Released on October 29, 2024
Saskatchewan Power Corporation was sentenced on October 18, 2024, in Weyburn Provincial Court for violating The Occupational Health and Safety Regulations, 1996.
In May 2024, Saskatchewan Power Corporation was found guilty of violating:
- clause 12 (a) (being an employer at a place of employment, fail to provide and maintain plant, systems of work and working environments that ensure, as far as is reasonably practicable, the health, safety and welfare at work of the employer's workers, resulting in the deaths of workers);
- clause 12 (c) (being an employer at a place of employment, fail to provide any information, instruction, training and supervision that is necessary to protect the health and safety of workers at work, resulting in the deaths of workers); and
- clause 192 (2) (h) (being an employer, require or permit a worker to be raised or lowered by any aerial device or elevating work platform or to work from a device or platform held in an elevated position unless the worker is provided with and is required to use a personal fall arrest system that meets the requirements of Part VII, resulting in the deaths of workers).

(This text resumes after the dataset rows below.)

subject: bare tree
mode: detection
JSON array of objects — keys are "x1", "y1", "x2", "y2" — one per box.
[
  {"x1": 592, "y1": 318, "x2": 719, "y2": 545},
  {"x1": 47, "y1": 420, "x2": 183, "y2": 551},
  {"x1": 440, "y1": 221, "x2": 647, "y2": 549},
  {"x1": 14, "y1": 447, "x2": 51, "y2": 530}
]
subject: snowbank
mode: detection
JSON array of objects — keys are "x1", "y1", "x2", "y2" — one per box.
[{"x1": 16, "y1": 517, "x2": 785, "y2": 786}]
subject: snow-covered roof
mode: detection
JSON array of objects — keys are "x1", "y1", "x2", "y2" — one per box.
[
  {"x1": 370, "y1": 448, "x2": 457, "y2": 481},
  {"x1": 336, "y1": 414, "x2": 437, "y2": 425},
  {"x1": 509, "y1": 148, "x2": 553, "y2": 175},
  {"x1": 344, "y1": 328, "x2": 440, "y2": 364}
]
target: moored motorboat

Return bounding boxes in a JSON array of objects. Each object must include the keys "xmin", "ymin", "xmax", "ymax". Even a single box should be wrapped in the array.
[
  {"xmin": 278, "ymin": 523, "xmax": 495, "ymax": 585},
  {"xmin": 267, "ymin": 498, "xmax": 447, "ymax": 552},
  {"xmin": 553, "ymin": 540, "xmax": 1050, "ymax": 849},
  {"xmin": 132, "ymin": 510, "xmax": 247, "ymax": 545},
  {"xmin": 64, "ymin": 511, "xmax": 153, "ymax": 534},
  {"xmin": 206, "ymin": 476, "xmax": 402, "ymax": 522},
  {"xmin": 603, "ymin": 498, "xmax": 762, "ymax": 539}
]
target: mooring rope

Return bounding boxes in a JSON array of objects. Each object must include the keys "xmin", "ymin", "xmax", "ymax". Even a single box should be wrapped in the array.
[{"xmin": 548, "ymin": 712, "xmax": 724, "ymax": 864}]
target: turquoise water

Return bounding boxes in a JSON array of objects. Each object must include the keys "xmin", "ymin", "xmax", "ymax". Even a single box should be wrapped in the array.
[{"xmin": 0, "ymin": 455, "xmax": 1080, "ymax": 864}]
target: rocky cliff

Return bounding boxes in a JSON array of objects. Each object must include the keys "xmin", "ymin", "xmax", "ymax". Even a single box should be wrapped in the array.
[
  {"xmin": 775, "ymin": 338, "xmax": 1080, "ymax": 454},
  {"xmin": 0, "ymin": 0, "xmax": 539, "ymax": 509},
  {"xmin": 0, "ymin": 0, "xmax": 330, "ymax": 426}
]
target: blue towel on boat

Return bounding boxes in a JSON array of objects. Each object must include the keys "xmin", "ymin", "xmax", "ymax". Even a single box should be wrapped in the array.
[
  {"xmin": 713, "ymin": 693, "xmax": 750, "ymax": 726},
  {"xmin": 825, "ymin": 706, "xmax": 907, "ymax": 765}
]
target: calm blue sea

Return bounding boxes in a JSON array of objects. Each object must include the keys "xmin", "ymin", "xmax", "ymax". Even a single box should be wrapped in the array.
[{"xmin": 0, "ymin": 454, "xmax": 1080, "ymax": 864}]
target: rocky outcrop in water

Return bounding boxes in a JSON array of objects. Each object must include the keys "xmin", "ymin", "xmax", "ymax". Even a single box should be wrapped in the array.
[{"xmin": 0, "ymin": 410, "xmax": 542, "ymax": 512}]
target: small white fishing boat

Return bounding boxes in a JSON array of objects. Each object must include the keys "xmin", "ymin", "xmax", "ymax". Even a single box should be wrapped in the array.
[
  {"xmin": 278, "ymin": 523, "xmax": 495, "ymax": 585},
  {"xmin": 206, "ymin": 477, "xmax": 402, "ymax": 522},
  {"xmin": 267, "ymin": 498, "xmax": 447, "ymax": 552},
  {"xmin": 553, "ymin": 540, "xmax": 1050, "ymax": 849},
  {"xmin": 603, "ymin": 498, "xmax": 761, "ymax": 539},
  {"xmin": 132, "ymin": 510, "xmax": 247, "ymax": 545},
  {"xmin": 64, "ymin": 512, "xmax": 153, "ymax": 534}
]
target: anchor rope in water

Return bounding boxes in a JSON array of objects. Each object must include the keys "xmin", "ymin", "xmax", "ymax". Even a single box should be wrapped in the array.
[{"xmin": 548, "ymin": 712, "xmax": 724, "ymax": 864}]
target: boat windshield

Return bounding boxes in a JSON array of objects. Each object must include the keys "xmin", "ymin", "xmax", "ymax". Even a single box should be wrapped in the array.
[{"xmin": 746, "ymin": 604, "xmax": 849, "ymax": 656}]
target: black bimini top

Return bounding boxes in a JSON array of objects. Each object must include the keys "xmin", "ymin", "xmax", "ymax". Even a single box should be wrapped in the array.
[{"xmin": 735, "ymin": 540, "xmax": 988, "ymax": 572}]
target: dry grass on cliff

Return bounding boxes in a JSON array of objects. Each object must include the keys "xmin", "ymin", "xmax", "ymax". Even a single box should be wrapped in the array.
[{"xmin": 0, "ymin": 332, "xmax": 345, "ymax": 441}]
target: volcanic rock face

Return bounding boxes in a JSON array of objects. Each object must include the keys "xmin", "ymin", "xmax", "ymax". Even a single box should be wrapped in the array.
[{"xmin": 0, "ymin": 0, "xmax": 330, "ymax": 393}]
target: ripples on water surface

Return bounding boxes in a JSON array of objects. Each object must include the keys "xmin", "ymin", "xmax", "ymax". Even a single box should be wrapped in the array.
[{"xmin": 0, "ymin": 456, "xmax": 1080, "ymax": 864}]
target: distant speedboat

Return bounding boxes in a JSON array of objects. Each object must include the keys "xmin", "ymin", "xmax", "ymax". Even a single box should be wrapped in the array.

As a result, the Court imposed a fine of $300,000 with a surcharge of $120,000 on the first count and $150,000 on each of the other two counts with a surcharge of $60,000 on each of those charges, for a total amount of $840,000.
The charges stemmed from a worksite incident that occurred on October 8, 2020, in Weyburn, Saskatchewan. Two workers were fatally injured when they fell to the ground from the bucket of a bucket truck.